Title: John Knoepfle Typescripts (VMF091), 1964-1967

Administrative/Biographical History
John Knoepfle (1923 - ) is the author of some 17 books of poetry, as well as many prose pieces on a variety of subjects. Born in Cincinnati, Ohio, he served as a boat officer aboard an attack transport in the Pacific in World War II, taking part in the landings at Iwo Jima and Okinawa. He received his Ph.B. (1947) and M.A. (1949) from Xavier University and his Ph.D. from St. Louis University (1965).
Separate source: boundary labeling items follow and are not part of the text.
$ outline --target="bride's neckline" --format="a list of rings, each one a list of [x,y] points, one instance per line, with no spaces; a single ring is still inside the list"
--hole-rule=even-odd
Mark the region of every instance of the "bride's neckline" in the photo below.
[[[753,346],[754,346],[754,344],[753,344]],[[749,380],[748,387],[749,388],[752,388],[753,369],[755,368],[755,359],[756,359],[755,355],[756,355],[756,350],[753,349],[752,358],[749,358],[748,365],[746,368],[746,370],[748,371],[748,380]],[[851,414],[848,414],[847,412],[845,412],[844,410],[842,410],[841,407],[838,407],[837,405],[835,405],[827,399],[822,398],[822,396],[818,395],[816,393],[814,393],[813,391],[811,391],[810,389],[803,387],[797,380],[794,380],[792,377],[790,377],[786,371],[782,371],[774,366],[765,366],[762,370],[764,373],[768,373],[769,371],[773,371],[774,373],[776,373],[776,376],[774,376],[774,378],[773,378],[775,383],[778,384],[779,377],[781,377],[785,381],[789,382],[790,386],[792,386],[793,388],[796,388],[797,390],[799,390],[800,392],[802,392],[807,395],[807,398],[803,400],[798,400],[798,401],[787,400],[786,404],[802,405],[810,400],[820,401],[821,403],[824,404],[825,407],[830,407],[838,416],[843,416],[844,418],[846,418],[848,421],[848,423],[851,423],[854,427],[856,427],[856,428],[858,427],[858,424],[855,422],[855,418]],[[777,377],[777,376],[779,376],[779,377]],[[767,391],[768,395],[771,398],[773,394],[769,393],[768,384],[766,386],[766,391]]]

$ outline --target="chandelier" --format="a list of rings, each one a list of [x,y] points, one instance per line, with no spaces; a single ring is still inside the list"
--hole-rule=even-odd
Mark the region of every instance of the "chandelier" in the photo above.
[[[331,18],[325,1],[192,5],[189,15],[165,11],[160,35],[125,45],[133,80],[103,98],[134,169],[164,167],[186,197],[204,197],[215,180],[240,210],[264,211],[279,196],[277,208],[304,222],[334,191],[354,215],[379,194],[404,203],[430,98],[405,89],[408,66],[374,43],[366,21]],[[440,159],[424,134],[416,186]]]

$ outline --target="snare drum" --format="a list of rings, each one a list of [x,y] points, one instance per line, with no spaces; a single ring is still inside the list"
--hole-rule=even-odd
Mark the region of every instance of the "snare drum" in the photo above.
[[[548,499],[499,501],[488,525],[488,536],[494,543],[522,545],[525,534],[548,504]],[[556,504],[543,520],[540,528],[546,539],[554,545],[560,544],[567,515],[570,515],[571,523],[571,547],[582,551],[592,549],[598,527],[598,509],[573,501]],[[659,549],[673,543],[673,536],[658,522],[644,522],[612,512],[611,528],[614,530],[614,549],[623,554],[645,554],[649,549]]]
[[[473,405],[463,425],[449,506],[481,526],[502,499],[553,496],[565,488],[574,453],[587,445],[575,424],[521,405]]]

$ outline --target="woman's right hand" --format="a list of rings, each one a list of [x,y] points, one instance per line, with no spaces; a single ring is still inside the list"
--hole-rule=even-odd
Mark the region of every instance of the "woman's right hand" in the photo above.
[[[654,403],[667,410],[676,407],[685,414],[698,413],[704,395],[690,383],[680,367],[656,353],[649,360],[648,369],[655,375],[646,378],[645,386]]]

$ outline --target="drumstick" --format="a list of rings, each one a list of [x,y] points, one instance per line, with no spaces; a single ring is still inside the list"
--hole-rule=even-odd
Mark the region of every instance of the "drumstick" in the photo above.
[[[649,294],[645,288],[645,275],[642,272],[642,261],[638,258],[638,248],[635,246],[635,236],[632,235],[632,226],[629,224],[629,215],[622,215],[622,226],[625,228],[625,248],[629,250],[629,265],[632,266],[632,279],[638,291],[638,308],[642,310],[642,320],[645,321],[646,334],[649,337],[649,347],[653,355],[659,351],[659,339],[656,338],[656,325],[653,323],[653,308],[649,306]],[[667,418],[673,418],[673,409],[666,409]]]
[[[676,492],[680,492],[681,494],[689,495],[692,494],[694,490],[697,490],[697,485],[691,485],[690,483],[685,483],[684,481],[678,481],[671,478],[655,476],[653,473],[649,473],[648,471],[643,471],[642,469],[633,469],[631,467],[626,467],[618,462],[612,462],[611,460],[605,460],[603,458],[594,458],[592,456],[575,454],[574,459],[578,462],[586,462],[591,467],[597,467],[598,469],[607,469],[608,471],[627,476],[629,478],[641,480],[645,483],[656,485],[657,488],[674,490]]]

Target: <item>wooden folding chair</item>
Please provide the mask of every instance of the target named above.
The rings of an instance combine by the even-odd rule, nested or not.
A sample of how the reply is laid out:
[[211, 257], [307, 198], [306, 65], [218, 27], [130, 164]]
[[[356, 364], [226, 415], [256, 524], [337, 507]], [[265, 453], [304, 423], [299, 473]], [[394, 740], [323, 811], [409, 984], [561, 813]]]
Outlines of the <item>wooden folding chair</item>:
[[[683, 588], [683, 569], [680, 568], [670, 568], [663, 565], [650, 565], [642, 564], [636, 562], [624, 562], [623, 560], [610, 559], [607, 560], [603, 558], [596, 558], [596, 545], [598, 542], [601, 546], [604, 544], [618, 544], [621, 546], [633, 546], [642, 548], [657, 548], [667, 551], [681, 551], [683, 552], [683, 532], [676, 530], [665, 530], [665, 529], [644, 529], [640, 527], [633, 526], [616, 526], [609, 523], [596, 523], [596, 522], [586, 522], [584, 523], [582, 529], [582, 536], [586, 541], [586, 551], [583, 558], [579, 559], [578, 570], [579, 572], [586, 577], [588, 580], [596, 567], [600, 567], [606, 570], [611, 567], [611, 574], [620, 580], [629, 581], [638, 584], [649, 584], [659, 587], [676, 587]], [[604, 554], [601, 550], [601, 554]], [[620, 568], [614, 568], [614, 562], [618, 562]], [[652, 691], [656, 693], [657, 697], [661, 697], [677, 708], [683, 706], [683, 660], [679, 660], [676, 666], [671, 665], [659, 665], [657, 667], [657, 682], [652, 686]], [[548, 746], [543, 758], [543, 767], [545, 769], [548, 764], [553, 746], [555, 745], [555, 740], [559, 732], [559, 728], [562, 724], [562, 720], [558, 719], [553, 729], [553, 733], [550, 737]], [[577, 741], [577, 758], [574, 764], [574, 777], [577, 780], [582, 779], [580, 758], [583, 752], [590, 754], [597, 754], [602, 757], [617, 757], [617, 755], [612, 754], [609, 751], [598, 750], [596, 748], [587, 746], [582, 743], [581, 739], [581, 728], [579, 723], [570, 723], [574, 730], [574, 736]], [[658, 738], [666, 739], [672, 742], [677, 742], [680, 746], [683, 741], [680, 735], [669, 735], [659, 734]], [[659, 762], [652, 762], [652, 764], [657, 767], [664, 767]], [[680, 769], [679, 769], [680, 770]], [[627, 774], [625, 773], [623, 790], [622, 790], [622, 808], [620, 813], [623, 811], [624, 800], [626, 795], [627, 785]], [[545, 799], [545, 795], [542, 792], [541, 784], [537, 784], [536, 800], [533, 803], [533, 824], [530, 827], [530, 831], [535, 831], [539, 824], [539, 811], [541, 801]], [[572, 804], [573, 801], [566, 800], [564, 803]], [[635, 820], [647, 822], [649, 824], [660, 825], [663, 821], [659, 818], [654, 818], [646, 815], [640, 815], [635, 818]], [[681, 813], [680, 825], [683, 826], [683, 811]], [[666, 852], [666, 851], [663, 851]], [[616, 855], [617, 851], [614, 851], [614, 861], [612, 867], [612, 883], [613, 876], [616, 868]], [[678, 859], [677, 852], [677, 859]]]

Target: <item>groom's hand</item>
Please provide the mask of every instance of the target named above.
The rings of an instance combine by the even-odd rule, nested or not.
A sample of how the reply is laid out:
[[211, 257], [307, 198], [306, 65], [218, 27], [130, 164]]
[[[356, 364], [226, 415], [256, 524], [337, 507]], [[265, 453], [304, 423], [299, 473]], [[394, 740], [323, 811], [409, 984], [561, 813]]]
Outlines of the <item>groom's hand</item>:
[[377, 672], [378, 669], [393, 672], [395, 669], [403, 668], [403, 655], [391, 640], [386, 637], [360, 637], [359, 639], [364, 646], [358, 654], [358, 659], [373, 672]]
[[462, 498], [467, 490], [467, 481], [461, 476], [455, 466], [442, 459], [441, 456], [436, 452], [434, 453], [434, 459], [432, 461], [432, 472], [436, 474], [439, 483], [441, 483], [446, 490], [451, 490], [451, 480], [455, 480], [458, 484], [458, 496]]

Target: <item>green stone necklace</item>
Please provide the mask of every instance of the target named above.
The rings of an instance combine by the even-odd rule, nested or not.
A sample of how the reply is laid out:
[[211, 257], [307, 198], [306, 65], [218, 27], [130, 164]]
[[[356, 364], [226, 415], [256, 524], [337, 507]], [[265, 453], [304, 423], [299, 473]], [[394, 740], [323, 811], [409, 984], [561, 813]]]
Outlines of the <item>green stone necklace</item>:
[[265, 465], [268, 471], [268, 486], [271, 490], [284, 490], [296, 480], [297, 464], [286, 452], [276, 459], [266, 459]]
In the 1950s he tape recorded some 60 river men of the Ohio and Mississippi valleys. From 1957-1961, Knoepfle taught English at the East St. Louis Residence Center, Southern Illinois University at Carbondale. From 1961-1965, he was assistant professor of English at Maryville College in St. Louis. From 1966-1972, he taught creative writing and literature at St. Louis University. From 1972-1991, he was professor of literature at the University of Illinois at Springfield (formerly Sangamon State University). During these years, Knoepfle taught Creative Writing, Shakespeare and Elizabethan Drama, Folk Literature, Native American Novel, and Contemporary Poetry. He also founded the university’s annual Verbal Arts Festival.
His first book, Rivers into Islands, was published in 1965. Other books include The Intricate Land (1969), Selected Poems (1985), Poems from the Sangamon (1985), Begging an Amnesty (1994), The Chinkapin Oak (1995), and Prayer Against Famine and Other Irish Poems (2004). His most recent books, Walking in Snow and I Look Around for My Life: An Autobiography, which covers his formative years, were published in 2008.